The quest for better AI recommendation engines

Switch on your streaming service of choice or open the website for your preferred department store and a recommendation system is sure to kick in.

“You liked this TV series, so we think you’ll like this one!” Or: “As you’re looking at a pink linen skirt, think about buying these cream espadrilles to go with it!” They are key commerce drivers because they help customers see the products that they’re most likely to purchase. But they don’t fit neatly into existing machine-learning toolchains.
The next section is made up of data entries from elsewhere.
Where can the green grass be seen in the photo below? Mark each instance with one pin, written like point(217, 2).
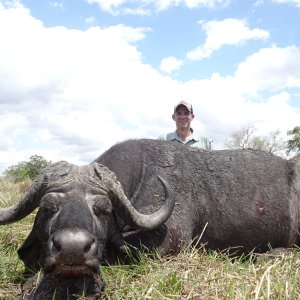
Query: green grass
point(193, 274)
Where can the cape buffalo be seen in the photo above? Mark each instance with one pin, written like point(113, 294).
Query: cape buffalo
point(82, 211)
point(241, 199)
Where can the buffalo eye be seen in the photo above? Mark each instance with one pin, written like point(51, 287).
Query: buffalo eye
point(102, 206)
point(50, 202)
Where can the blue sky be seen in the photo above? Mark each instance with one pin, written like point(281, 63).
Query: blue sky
point(77, 76)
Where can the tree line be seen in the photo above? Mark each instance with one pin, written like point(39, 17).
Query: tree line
point(244, 138)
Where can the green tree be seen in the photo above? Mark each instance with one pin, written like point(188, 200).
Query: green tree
point(245, 138)
point(293, 145)
point(27, 169)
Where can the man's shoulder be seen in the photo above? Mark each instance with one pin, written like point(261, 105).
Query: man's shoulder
point(202, 141)
point(168, 137)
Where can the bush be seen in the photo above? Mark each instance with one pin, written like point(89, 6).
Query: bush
point(27, 169)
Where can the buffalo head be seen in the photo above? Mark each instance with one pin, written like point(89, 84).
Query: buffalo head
point(81, 211)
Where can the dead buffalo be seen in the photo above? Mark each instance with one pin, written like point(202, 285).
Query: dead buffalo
point(82, 211)
point(241, 199)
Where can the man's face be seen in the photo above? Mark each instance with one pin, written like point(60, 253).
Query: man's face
point(183, 117)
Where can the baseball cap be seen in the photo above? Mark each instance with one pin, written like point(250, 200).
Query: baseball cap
point(186, 104)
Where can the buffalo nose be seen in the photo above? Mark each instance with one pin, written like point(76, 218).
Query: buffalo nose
point(73, 246)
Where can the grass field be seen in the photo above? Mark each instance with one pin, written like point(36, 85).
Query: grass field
point(193, 274)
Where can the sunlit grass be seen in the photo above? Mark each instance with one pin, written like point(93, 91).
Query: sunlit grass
point(193, 274)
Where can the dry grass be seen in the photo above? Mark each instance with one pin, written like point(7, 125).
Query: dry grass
point(193, 274)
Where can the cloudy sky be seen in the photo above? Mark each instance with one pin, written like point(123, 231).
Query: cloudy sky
point(77, 76)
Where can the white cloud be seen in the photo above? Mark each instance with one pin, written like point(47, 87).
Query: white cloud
point(226, 32)
point(271, 69)
point(146, 7)
point(70, 94)
point(170, 64)
point(292, 2)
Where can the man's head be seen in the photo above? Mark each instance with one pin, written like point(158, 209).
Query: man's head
point(183, 115)
point(185, 104)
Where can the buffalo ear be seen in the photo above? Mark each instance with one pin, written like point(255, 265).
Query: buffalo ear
point(31, 253)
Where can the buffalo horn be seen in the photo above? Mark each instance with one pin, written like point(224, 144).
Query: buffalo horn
point(127, 212)
point(24, 207)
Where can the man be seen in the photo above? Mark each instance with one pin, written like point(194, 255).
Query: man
point(183, 116)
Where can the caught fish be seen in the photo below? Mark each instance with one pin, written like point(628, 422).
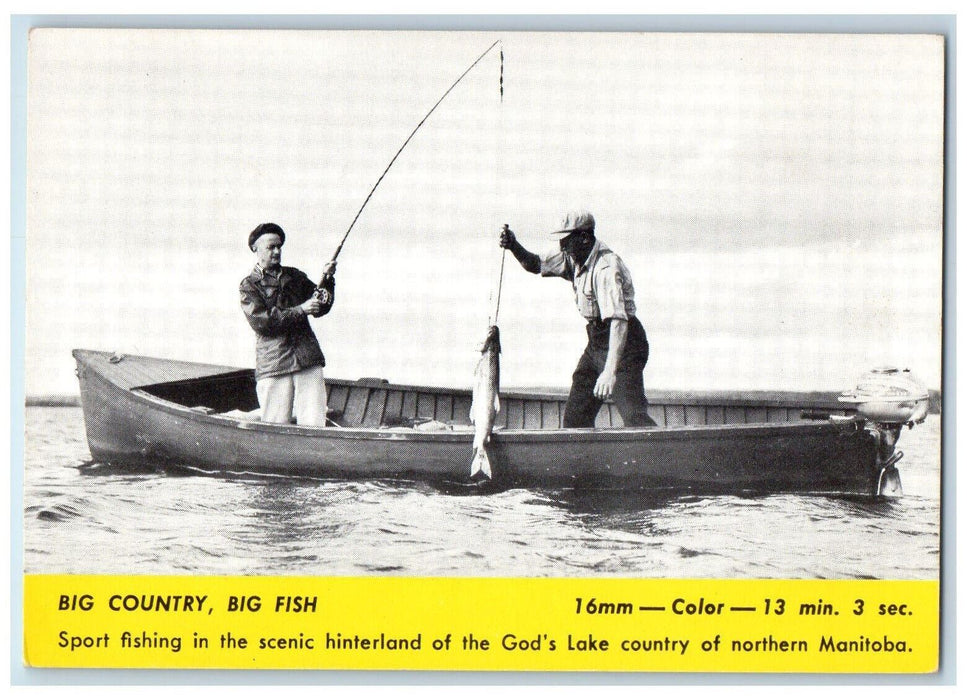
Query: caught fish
point(486, 404)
Some of the best-known recommendation engines are for content. YouTube’s eerie sense of what you might like to watch next is one example, and the ultimate champion of this game is TikTok: It’s deliciously addictive, precisely because the algorithms know what your little heart desires.

In some cases, however, there is more to a recommendation. For an online shop, there may be different margins for different product lines, and it has information that the engine itself does not; for example, people might not be buying ski gear now, but they damn sure will later in the year. Rubber Ducky Labs, a San Francisco–based startup, is looking to make it easier for teams to debug, analyze and improve their recommendation systems. 

The team is working in a space that has a deeper trend: How do you know that the AIs are delivering good work? Increasingly, the algorithms do things that humans don’t fully understand — and without a feedback loop, it can get tricky.

“We call it like, operational analytics for recommender systems, because operational analytics is this emerging category where you’re plugging in on top of the data that someone’s already gathering, and helping them make sense of that and helping them make decisions and take action with it,” said CEO Alexandra Johnson.

Rubber Ducky Labs isn’t building new machine learning models; rather, it’s building systems to help people make better use of the information their existing systems have gathered. “We don’t build the machine learning models,” she said. “These companies already have existing machine learning models. We come in and plug on top of the data that they’re already gathering and help them to visualize it and understand it in a way that’s purpose built for recommender systems.”

In short, Rubber Ducky Labs is trying to make it easier for analysts to sift through the data acquired by machine learning models and turn it into something that companies can deploy effectively.

Recommender systems are commonplace, but they are also used, or set to be used, in areas you might not expect. “There are several big categories for recommender systems,” Johnson said. “There’s the traditional e-commerce category, streaming media — like your Netflixes and Spotifys, and all of the different streaming services that have popped up — consumer marketplaces, because you have to balance marketplace dynamics. And then the one that most people don’t realize is going to be really big is video games.”

It’s clearly a huge market that is ripe for disruption and further development. Rubber Ducky Labs has raised $1.5 million in seed funding, led by Bain Capital Ventures with participation from Cadenza Ventures and angel investors — including Brad Klingenberg (former chief algorithms officer at Stitch Fix), Patrick Hayes (co-founder of SigOpt), and Dave Aronchick (co-founder of Bacalhau and Expanso) — to help expand the company.

Rubber Ducky Labs is entering a space that is seeing a lot of movement. Just last year, Qloo raised $15 million to create an API-driven recommendation engine, and on the content side, Dable raised a $12 million round to expand content discovery.

“The next area for us to tackle after the analytics side of operational analytics is the operations side,” Johnson said. “Part of our vision when we go into improving recommender systems is tackling this business logic layer. When you ask people who’re working on recommender systems what’s the hardest part of their job, they’ll say that it’s the algorithm. There’s a lot of parts of machine learning engineers’ jobs that aren’t very fun to deal with and aren’t very fun to talk about. And this business logic layer on top of recommender systems is like one of those parts.”